Using your child’s tax-free savings account is not necessarily the best vehicle for their education fund.
Let’s suppose for example that you open a TFSA in your child’s name and put R1 500 away each month towards your newborn’s tertiary education, escalating each year by CPI (assuming 5%). By the time they reach the age of 17 you would have reached their lifetime limit of R500 000. If the fund delivers the long-term average of the JSE – namely 12% – your child would have around R1.2 million for education.
The problem is that if you cashed it in at this stage to pay for their education you would have used up your child’s full tax-free allowance.
This means you would be limiting their options in terms of their own future goals as they would not be able to make further use of the TFSA once they started earning an income.
The basics of TFSAs
You can invest up to R30 000 a year with a lifetime limit of R500 000. If you invest more than the R30 000 per annum or exceed the lifetime limit, you will pay tax of 40% on those contributions.
You can open a TFSA in your child’s name, but keep in mind that donations tax will apply on any amount exceeding R100 000 per annum. That means you could contribute a maximum of R30 000 for three children per annum (R90 000). The same applies for any investment in your child’s name.
On the other hand, a child of 18 years old would almost certainly not be liable for either capital gains tax or interest income tax. Both of these taxes are determined by the taxpayer’s current marginal tax rate. Presumably, an 18-year-old would not be earning an income and thus would have a zero marginal income tax rate, meaning that they would not be taxed at all. So any investment outside of a tax-free savings account would not attract any capital gains tax or interest income tax.
One could argue therefore that the use of a tax-free savings account for an investment you intend cashing in before your child starts earning an income would be wasting a valuable vehicle that they would need themselves once they actually became taxpayers.
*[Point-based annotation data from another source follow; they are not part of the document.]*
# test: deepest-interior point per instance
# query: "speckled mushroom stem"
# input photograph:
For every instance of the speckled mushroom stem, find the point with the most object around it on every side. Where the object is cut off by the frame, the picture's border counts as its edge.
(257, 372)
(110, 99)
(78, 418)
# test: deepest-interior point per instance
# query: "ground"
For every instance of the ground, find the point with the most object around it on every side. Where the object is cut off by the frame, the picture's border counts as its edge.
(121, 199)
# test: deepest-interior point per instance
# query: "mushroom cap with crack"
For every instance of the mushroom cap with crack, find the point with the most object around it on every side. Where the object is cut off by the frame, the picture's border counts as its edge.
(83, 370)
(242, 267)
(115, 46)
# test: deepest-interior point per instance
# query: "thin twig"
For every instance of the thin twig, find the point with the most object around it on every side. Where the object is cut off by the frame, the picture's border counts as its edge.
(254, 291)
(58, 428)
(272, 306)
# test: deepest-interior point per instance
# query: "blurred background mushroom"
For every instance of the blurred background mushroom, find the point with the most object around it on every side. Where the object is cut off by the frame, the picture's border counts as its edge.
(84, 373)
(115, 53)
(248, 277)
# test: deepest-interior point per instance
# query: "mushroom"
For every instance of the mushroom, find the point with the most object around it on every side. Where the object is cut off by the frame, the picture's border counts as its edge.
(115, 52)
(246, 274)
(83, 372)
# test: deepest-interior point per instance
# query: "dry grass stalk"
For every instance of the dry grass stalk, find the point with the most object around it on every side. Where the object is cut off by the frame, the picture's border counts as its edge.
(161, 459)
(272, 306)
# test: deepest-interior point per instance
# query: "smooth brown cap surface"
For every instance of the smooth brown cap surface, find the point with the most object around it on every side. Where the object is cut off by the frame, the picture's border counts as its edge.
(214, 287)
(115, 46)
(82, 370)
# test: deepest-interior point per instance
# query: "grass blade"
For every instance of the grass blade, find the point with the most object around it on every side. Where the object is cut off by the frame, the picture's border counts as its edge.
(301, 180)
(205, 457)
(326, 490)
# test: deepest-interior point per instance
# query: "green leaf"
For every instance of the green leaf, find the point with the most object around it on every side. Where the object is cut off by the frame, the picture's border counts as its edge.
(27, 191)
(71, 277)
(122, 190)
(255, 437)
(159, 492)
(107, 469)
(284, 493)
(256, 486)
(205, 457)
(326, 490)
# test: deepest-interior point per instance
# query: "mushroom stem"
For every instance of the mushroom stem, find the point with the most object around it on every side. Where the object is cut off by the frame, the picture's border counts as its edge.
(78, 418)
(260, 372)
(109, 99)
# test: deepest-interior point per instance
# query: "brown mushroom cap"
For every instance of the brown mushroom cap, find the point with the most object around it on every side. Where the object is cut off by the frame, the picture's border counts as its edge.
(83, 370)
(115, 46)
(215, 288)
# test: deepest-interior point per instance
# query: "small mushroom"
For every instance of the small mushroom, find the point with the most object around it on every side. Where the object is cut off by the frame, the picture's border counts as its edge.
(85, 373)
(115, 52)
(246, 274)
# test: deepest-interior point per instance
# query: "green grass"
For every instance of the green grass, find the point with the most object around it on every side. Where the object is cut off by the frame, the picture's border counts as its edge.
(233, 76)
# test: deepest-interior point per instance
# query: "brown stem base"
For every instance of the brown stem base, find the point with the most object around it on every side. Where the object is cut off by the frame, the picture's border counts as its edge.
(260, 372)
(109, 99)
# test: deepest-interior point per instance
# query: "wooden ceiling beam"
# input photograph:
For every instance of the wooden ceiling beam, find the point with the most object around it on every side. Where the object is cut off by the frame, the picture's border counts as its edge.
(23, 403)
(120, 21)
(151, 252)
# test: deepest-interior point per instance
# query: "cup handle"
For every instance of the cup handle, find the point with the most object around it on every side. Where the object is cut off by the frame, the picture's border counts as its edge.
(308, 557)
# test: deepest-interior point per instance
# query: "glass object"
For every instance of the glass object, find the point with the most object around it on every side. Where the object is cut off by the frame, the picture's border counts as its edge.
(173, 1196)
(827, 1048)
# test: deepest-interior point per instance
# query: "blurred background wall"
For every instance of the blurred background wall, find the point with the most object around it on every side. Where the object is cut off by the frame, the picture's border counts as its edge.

If, however, you are simply saving for the long term and your child could use this build-up of funds for future needs once they are an adult, such as a deposit on a house, their own children’s education, or even their retirement, then there would be some sense in using a TFSA.
But in terms of your child’s education, the best strategy would be to either utilise your own TFSA allowance and benefit from zero tax rates, or open a regular investment such as a unit trust in your child’s name.
A dual strategy
I reached this conclusion when it came to opening up TFSAs in my children’s names. I have already saved a significant amount for them in Satrix investments. My first thought was to transfer R30 000 a year of these savings into the Satrix TFSA, in order to avoid tax later.
When I considered that this money is earmarked to supplement a tertiary education or pay for a gap year, or whatever my kids decide to do when they leave school, I realised it made no sense to waste the tax-fee allocation. So although I have now opened a TFSA for both my children, this fund is to help build towards their long-term wealth. Once they start working they can take over the debit orders and it will provide a good base for future wealth creation.
We continue to pay each month into their existing non-TFSA funds which will be utilised when they leave school.